Der Gegenbesuch der portugiesischen Delegation in Rothenklempenow sei „der gleichen Logik“ gefolgt, erzählt Keye. Er sei eingebettet gewesen in die europäische Nachhaltigkeitswoche des RCE. „Der Austausch wird in beiden Standorten hoffentlich die Folge haben, dass Aktionen daraus entstehen“, so Keye. Daher hätten sie sich am Ende des Treffens in Rothenowklempenow auch konkret gefragt: Was sind die nächsten Schritte? „Wir brauchen hier auch einen Weltacker“, sei etwa ein Gedanke der portugiesischen Partner gewesen. Dabei sei bei der Umsetzung neuer Ideen wichtig, jeweils das Positive der Regionen zu nutzen. So wäre ein Weltacker in der Mira-Gegend anders als in Rothenklempenow als Teil eines traditionellen Bauernhofes im Familienbetrieb denkbar, weil es diese Kleinbauernhöfe dort noch gäbe, erklärt Henckel.

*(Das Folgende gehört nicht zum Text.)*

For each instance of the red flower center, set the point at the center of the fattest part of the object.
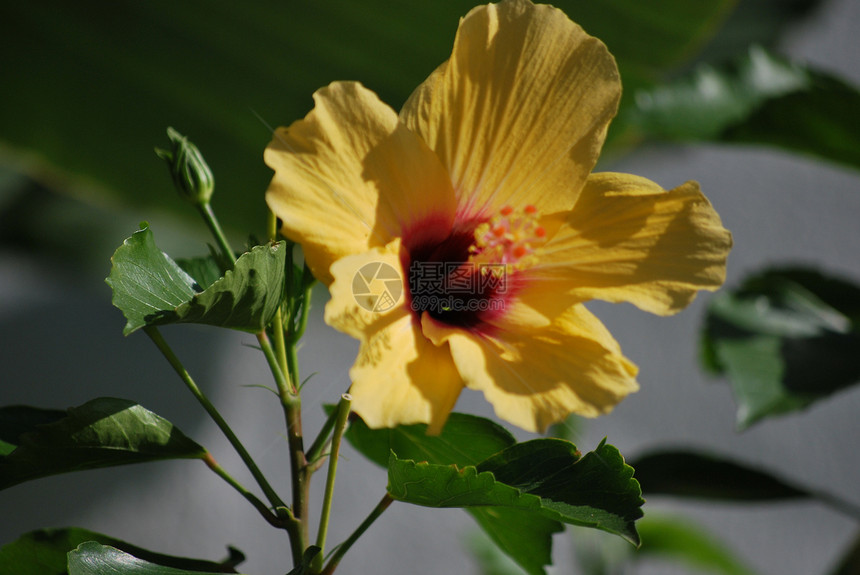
(466, 277)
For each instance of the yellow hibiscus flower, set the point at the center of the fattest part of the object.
(460, 238)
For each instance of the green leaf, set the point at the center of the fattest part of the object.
(681, 541)
(757, 99)
(151, 289)
(261, 71)
(545, 476)
(465, 440)
(204, 270)
(101, 433)
(683, 473)
(46, 550)
(785, 338)
(92, 558)
(524, 536)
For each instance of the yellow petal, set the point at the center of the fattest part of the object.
(536, 376)
(629, 240)
(399, 377)
(350, 176)
(519, 112)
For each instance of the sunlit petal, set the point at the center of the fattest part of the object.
(629, 240)
(399, 377)
(350, 176)
(537, 377)
(519, 112)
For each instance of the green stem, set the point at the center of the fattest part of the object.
(177, 366)
(315, 452)
(205, 209)
(345, 546)
(253, 499)
(340, 425)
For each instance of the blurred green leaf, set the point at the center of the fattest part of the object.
(45, 551)
(151, 289)
(756, 23)
(465, 440)
(204, 270)
(92, 558)
(758, 99)
(16, 420)
(680, 541)
(226, 76)
(684, 473)
(672, 30)
(545, 476)
(785, 338)
(103, 432)
(850, 562)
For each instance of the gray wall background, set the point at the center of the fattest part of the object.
(62, 345)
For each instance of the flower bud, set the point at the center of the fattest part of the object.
(191, 175)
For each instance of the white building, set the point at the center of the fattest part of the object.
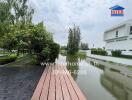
(119, 37)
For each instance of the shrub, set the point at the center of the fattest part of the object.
(48, 54)
(116, 53)
(7, 59)
(99, 51)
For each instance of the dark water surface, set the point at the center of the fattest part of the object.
(97, 81)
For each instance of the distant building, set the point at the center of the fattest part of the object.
(117, 11)
(119, 37)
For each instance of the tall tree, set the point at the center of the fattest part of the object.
(74, 40)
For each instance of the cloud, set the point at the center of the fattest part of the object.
(93, 17)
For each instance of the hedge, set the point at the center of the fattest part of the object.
(7, 59)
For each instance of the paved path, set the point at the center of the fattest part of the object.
(57, 84)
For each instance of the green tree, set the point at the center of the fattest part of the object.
(73, 40)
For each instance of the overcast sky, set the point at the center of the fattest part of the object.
(93, 17)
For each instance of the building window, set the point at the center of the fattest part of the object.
(130, 29)
(116, 33)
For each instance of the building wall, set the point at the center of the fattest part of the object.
(122, 42)
(112, 34)
(119, 45)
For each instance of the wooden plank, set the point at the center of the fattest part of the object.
(39, 87)
(45, 90)
(66, 95)
(51, 95)
(74, 84)
(59, 95)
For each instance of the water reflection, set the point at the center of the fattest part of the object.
(103, 81)
(72, 65)
(118, 84)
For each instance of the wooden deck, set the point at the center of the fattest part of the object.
(57, 84)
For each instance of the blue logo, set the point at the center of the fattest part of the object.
(117, 11)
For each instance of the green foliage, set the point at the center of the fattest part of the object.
(24, 36)
(84, 46)
(116, 53)
(63, 48)
(7, 59)
(73, 40)
(54, 51)
(98, 51)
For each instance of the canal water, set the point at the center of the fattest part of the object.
(96, 81)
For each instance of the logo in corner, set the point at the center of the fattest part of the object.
(117, 11)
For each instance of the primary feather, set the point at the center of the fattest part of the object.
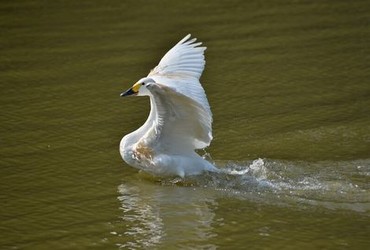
(180, 119)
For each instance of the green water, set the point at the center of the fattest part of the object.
(287, 82)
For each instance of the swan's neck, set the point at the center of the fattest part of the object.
(129, 140)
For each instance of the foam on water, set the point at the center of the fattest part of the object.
(333, 185)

Auch herauszufinden, wie Odemira und Rothenklempenow Partnergemeinden werden könnten und mit den Bürgermeistern Kontakt aufzunehmen, sei ein Vorhaben. Und für eine nächste Förderrunde ist bereits geplant, das erfolgreiche Residenzkonzept für junge Forscherinnen und Forscher in Rothenklempenow und der Mira-Region zu etablieren. Entsprechende Mentoren haben sich in der portugiesischen und deutschen Delegation bereits gefunden.